A week later(not even)
We had another amazing day. he was not feeling good so i came over made him soup. comforted him and such until he was feeling better. he said he loved me a few times. and i left feeling wonderful and happy that night.

The next morning(today)
He sent me a text saying "I think you should hate me, get over me, do what you need to. im fucked up ritiually.emotionally. i am in no place to be in a relationship right now. and he later told me it was nothing to do with me and that he is just really fucked up and such.

So i am not that botherd by it as i sumhow expected him to do it again. BUT
how will i go on to trust guys again. Like i dont even know wot to do. i feel like i am not botherd by him. but then i feel like crying. he was not a great boyfriend either i mean he never appriciated anything i did for him and did not do anything for me.Help please

Gumleaf
November 13th, 2008, 01:14 AM
well my thinking is that he still has unresolved feelings for his ex and doesn't really know how he feels about her or you. so rather then take things further with you and possibly hurt you down the track, he has decided that breaking it off now is the best move before things with you go further.

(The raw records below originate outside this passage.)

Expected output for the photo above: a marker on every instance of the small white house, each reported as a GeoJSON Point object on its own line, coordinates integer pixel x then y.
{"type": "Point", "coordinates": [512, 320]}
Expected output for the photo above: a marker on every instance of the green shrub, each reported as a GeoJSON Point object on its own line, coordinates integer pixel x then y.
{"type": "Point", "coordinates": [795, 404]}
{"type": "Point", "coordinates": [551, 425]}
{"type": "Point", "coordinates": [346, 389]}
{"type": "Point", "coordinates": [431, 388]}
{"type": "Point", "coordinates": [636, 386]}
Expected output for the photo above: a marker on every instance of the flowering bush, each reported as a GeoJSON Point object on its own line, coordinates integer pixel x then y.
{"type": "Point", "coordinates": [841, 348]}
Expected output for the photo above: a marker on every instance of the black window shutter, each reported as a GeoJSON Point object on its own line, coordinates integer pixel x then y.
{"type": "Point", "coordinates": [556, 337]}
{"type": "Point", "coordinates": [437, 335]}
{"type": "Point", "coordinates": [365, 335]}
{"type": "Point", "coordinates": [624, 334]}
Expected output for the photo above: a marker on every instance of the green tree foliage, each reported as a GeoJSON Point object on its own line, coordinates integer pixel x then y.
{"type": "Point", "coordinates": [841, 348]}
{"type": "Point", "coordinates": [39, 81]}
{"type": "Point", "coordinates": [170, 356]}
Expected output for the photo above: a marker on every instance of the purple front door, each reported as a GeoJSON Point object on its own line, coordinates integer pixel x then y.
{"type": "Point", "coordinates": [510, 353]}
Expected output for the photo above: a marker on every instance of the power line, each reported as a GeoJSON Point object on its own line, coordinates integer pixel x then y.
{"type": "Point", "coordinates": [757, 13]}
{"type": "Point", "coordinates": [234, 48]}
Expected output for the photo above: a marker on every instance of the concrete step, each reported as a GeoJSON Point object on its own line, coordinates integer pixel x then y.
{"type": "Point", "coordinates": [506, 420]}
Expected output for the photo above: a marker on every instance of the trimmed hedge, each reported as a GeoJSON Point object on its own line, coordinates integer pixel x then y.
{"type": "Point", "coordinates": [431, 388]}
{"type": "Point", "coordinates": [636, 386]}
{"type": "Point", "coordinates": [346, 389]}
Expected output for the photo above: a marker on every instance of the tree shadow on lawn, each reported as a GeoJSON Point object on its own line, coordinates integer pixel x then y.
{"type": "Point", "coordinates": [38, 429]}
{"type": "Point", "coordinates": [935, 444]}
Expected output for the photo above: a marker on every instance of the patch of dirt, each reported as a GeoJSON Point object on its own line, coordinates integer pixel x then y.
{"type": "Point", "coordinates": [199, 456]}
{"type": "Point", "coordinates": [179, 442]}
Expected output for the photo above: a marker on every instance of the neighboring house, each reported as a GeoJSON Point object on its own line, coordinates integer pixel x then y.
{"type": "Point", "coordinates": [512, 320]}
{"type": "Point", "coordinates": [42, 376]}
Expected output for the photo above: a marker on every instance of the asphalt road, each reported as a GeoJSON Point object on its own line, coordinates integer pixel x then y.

as far as trusting and stuff. i think trust needs to be earned by every person you date. i know its hard not to do it, especially after a bad experience, but you can't paint all guys with the same brush. sometimes guys can turn out to be bastards and i have a friend who is one. but when they can earn your trust and keep it, then its something very special and something to really appreciate. i hope you have happier times with relationships in the future!

Trickster
November 13th, 2008, 05:44 PM
I think you should trust him. My thoughts he didnt resolve his feeling with the ex. and when he is close to you. He fears he may hurt you by going back. So it come up everytime u get close. You should tell him, if u do, that u care for him. Let him just resolve his feelings by talking to the ex or going with him to talk. Cuz he seems to not want hurt u, and tries to make sure ur safe and if his feeling arise he doesnt ignore them. Let him resolve and it will be closure

eikookmi
November 17th, 2008, 09:49 AM
It's either unresolved issues with his ex or his view on himself. Because i say those sort of things to people or something like it and it really is just me having another mental battle.